An answer from Moscow was not long in coming. A Kremlin spokesman said Russia was not a threat to anyone and that Russia, too, was willing to engage in dialogue. NATO also wants to restore contact with Russia, which was almost completely broken off after Russia's annexation of Crimea. Next Wednesday, the NATO-Russia Council will meet at ambassadorial level in Brussels. A similar meeting already took place back in April, but then both sides only presented their different viewpoints. Parallel to the NATO summit, Russian President Vladimir Putin picked up the phone and talked with Merkel and Hollande about the situation in eastern Ukraine. Putin also said he would work more closely with the United States in the fight against terrorists in Syria. Russia, in its turn, intends to station about 30,000 additional soldiers in its western and southern defense zones - as a response to the increase in NATO troops.

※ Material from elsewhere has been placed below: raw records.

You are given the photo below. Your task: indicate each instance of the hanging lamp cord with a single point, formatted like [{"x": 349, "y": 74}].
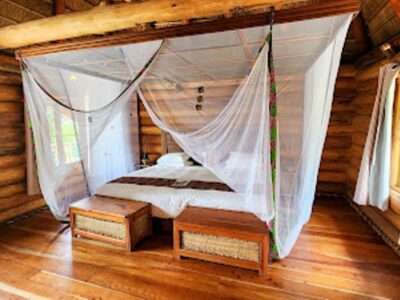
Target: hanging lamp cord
[{"x": 272, "y": 17}]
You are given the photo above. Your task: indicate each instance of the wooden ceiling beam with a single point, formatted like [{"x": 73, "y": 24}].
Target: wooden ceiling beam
[
  {"x": 104, "y": 19},
  {"x": 360, "y": 33},
  {"x": 123, "y": 16},
  {"x": 310, "y": 11}
]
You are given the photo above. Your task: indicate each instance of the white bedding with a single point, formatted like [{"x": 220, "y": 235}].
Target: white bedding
[{"x": 169, "y": 202}]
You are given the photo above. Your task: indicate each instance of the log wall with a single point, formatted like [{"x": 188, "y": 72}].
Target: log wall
[
  {"x": 332, "y": 175},
  {"x": 13, "y": 197}
]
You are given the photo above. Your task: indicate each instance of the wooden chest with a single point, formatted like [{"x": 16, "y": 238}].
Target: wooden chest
[
  {"x": 111, "y": 220},
  {"x": 228, "y": 237}
]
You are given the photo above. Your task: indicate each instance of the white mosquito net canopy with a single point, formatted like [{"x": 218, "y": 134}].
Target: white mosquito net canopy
[{"x": 214, "y": 93}]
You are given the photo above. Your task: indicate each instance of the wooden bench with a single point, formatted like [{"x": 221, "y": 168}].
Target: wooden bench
[
  {"x": 222, "y": 236},
  {"x": 111, "y": 220}
]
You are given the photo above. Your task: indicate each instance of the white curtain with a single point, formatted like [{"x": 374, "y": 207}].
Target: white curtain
[
  {"x": 373, "y": 184},
  {"x": 211, "y": 93},
  {"x": 230, "y": 134},
  {"x": 83, "y": 121}
]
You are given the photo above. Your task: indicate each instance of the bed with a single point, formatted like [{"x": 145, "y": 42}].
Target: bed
[{"x": 169, "y": 202}]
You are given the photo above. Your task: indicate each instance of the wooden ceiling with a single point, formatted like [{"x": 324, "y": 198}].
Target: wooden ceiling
[{"x": 377, "y": 23}]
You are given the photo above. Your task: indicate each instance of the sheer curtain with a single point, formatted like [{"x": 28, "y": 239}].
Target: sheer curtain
[
  {"x": 83, "y": 121},
  {"x": 373, "y": 183},
  {"x": 211, "y": 93},
  {"x": 230, "y": 134}
]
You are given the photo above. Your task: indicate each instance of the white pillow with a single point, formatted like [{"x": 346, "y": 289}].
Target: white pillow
[{"x": 178, "y": 159}]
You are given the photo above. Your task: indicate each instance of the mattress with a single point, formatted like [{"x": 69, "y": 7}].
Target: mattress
[{"x": 169, "y": 202}]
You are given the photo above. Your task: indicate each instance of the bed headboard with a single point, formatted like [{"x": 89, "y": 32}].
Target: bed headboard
[{"x": 168, "y": 144}]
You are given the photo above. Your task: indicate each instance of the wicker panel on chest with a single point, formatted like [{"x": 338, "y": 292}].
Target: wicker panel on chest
[
  {"x": 111, "y": 220},
  {"x": 228, "y": 237}
]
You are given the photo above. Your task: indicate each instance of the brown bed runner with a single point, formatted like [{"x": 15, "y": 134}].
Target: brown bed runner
[{"x": 173, "y": 183}]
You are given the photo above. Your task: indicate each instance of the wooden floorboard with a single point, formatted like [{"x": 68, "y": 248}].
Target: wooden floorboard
[{"x": 337, "y": 256}]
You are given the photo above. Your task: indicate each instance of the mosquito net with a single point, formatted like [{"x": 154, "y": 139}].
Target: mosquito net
[{"x": 213, "y": 94}]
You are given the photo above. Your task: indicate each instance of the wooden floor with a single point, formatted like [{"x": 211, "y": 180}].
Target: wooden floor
[{"x": 337, "y": 256}]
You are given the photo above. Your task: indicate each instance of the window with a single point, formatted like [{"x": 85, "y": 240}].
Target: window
[{"x": 64, "y": 146}]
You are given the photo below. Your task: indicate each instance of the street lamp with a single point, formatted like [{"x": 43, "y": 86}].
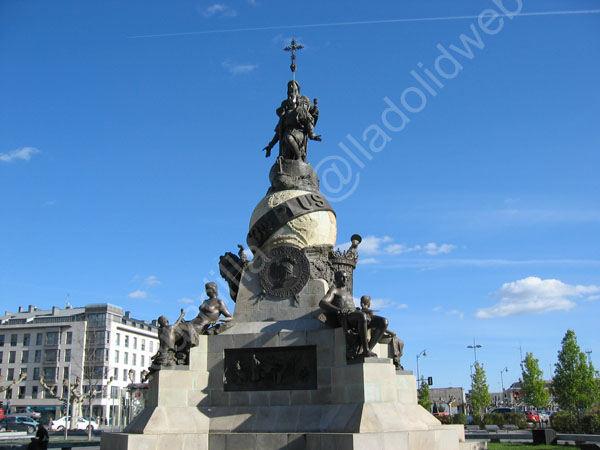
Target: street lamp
[
  {"x": 421, "y": 353},
  {"x": 474, "y": 347},
  {"x": 131, "y": 375},
  {"x": 502, "y": 381}
]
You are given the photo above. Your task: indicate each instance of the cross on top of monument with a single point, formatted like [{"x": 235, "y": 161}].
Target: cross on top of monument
[{"x": 292, "y": 48}]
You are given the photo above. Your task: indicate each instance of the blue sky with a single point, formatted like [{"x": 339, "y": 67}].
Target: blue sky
[{"x": 130, "y": 159}]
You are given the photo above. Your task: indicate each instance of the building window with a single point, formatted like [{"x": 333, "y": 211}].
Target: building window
[
  {"x": 97, "y": 375},
  {"x": 50, "y": 355},
  {"x": 114, "y": 392},
  {"x": 52, "y": 338}
]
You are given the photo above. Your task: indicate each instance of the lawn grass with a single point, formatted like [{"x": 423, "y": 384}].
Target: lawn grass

On the sidelines of the summit, the European Union and NATO have pledged better military cooperation in an official declaration. This has been an objective for many years. But, up to now, the military clout of the European Union has left much to be desired. For example, as an EU member, Great Britain has always prevented anything like a European army from being created. This could perhaps change when the Britons leave the EU in the near future. But it's not a matter of European troops, according to EU diplomats in Warsaw. Rather, the aim is for NATO and the European Union to complement one another during navy operations to detect refugee boats off the coasts of Turkey and Libya. Above all, there shouldn't be any more parallel planning, warned Donald Tusk, the president of the European Council, while signing the EU-NATO declaration: "Sometimes it seems as if the EU and NATO were on two different planets, and not headquartered in the same city."